Why didn’t anyone in Lakeland denounce the favorable comments Bentley made about William Branham?

This one baffles me. Branham embraced horrible deception near the end of his ministry, before he died in 1965. He claimed that he was the reincarnation of Elijah—and his strange doctrines are still embraced by a cultlike following today. When Bentley announced to the world that the same angel that ushered in the 1950s healing revival had come to Lakeland, the entire audience should have run for the exits. . . .

Why didn’t anyone correct this error from the pulpit? Godly leaders are supposed to protect the sheep from heresy, not spoon feed deception to them. Only God knows how far this poison traveled from Lakeland to take root elsewhere. May God forgive us for allowing His Word to be so flippantly contaminated.

A prominent Pentecostal evangelist called me this week after Bentley’s news hit the fan. He said to me: “I’m now convinced that a large segment of the charismatic church will follow the anti-Christ when he shows up because they have no discernment.” Ouch. Hopefully we’ll learn our lesson this time and apply the necessary caution when an imposter shows up.

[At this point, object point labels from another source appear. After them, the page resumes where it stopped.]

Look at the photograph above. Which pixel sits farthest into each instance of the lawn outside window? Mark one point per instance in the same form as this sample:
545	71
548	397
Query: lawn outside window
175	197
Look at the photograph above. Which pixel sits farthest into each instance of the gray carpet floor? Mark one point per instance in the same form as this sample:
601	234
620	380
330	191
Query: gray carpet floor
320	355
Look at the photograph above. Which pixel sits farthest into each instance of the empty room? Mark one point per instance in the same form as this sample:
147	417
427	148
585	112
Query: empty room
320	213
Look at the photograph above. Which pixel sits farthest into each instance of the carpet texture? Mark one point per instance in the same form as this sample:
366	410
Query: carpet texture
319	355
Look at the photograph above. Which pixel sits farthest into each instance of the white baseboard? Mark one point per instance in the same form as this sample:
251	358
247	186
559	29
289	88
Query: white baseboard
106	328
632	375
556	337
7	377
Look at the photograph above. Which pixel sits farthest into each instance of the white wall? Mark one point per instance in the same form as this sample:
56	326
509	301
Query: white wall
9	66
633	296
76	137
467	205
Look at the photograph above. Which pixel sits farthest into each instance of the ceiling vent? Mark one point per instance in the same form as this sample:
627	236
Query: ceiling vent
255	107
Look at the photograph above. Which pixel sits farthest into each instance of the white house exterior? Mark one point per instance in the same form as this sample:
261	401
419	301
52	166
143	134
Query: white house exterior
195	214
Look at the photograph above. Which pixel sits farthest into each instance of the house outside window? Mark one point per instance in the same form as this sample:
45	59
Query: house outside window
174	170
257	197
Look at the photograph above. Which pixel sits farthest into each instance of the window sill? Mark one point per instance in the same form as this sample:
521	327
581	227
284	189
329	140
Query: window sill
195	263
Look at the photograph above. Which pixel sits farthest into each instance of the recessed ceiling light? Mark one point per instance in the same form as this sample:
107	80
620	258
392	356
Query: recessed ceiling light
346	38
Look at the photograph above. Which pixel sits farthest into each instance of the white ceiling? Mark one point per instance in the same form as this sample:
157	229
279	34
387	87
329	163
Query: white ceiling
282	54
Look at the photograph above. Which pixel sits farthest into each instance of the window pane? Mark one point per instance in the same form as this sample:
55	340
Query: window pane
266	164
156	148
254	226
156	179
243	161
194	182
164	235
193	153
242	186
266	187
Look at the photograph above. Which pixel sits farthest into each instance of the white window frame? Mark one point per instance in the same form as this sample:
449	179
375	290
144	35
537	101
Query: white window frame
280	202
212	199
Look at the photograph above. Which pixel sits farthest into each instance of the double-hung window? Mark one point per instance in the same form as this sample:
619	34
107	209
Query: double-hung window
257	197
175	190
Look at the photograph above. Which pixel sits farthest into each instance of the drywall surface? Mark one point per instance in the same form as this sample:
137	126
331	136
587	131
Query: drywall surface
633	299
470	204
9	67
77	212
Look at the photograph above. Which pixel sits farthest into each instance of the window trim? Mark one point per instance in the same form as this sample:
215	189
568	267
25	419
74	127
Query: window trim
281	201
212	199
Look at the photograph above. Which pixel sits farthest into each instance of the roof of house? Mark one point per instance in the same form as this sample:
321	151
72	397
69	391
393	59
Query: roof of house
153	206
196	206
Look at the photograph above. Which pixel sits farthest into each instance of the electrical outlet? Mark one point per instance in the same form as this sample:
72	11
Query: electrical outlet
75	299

This is a great start, certainly for his own spiritual health, and we can hope the same for some of his readers as well, but I'm sure he hasn't yet appreciated the half of it, the tenth of it, when it comes to the problems with the charismatic movement. So much of it is riddled with out-and-out demonic manifestations and corrupted discernment that he hasn't yet seen, all we can do is pray that God will continue to open his eyes, but hope for the movement itself has pretty flimsy supports. Grady still thinks it's just a matter of Bentley being "corrected" by loving Christian leaders (some of whom themselves are rightly under suspicion by the discerning), but all the signs are that Bentley is not even remotely Christian to begin with.

Even while appreciating any honest self-appraisal from this camp, knowing how hard-won it has to be, one might nevertheless want to say "I told you so" or "It's about time" or "Too little too late" as Andrew Strom did in his blog a couple weeks ago:

It may be too late, because a great deal of damage has been done by this false revival already, and the fact that Bentley's own camp may be dispersing will probably not stop its galloping career across the world.

It did cross my mind that perhaps the breakup of the Lakeland dog and pony show could be thanks to Scott Johnson and friend who went there not too long ago and spent much of their time praying against the evil in it.

More to come on this subject I'm sure.